From the publisher’s website:
Photographers Luigi Fieni and Kenneth Parker document the cultural revival of Tibetan Mustang “the hidden kingdom” of the Himalayas. A restoration project of its sacred temple murals directed by Luigi Fieni over more than 20 years has reawakened Buddhist traditions.
The kingdom of Mustang, where Tibetan Buddhist tradition continues, is emerging as a beacon of community-directed art conservation and resurgent culture. Sacred temples dominate the medieval capital Lo Monthang. Following centuries of deterioration a mural restoration project has taken place over more then 20 years. The book features a foreword by HH Sakya Trichen and essays by Luigi Fieni and Amy Heller.
Available on Bookshop here: https://uk.bookshop.org/a/4863/9783777441979
“The Tragedy of the Modom House” By Modom Lodro Chotso, Translated by Matthew Akester
Published in December 2023 by Blackneck Books, “The Tragedy of the Modom House” by Modro Lodro Chotso and translated by Matthew Akester, encapsulates the gripping and tumultuous journey of Modom Lodro Chotso, the central character and her family, navigating the tumultuous landscape of Tibet under the Chinese occupation in the region of Kham Dagyab following the invasion.
The title was launched in Dharamsala on December 15, 2023 at an event which was covered by Phayul.
The title is available via Blackneck Books social media accounts.

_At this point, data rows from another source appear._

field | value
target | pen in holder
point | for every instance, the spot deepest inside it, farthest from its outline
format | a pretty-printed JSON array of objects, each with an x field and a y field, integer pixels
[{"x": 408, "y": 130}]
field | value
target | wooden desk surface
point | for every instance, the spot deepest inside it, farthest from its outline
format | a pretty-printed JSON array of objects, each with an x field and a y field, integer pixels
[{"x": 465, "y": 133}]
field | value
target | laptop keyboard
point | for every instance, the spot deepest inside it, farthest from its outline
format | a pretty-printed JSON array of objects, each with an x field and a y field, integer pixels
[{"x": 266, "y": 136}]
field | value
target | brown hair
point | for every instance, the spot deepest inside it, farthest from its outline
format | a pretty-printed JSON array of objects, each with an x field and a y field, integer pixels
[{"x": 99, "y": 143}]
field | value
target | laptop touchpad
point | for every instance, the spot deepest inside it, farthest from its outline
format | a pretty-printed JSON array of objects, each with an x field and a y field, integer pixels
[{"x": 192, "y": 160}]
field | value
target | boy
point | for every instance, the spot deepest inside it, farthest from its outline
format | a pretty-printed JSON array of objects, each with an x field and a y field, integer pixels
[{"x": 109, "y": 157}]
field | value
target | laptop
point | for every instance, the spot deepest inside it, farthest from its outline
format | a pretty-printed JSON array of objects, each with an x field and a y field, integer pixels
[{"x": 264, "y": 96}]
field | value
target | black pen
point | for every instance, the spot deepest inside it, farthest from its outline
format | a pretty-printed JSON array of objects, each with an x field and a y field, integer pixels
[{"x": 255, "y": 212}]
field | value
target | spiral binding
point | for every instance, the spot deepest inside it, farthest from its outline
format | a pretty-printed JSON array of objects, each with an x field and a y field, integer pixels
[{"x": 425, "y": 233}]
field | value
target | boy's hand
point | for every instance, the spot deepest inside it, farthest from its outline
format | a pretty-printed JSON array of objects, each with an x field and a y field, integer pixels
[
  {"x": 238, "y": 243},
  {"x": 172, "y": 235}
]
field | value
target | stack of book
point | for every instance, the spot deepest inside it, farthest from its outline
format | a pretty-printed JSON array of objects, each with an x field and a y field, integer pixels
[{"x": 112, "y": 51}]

Non-English Language Titles
“De Rode Kogel: Berichten uit bezet Tibet” By Christa Meindersma
Published in March 2023 in the Netherlands by Querido, “De Rode Kogel” (The Red Bullet) by Christa Meindersma are memoirs of the author and her lifelong connection to Tibet and Tibetans. Christa Meindersma spent two years working in Tibet between 1986 and 1988 and was shot during a peaceful demonstration in Lhasa in December 1988. In the book, Meindersma writes about the Tibetans who touched her in her life: an activist, a spy, a lover, a nun, a political prisoner, a poet, a teacher, the Dalai Lama.
After leaving Tibet, she testified before the European and national Parliaments and in the media about the situation in Tibet. Christa Meindersma served for twelve years as a negotiator and political advisor of the United Nations in the Balkans, Asia, Africa and New York. She was Director of the Prince Claus Fund for Culture and Development and preceding that, she was cofounder and deputy director of the Hague Centre for Strategic Studies.
Find more information about the title (in Dutch) on the publisher’s website here.
“Amnyé Machen, Amnyé Machen” By Tsering Woeser, Translated by Brigitte Duzan and Valentina Peluso, edited with annotations by Katia Buffetrille.
Published in August 2023 by Editions Jentayu, this volume presents 83 narrative poems by Tsering Woeser in French language. The poems were translated by Brigitte Duzan and Valentina Peluso. Tibet scholar Katia Buffetrille edited and annotated the text. The poems were composed during a pilgrimage to Amnyé Machen in 2018.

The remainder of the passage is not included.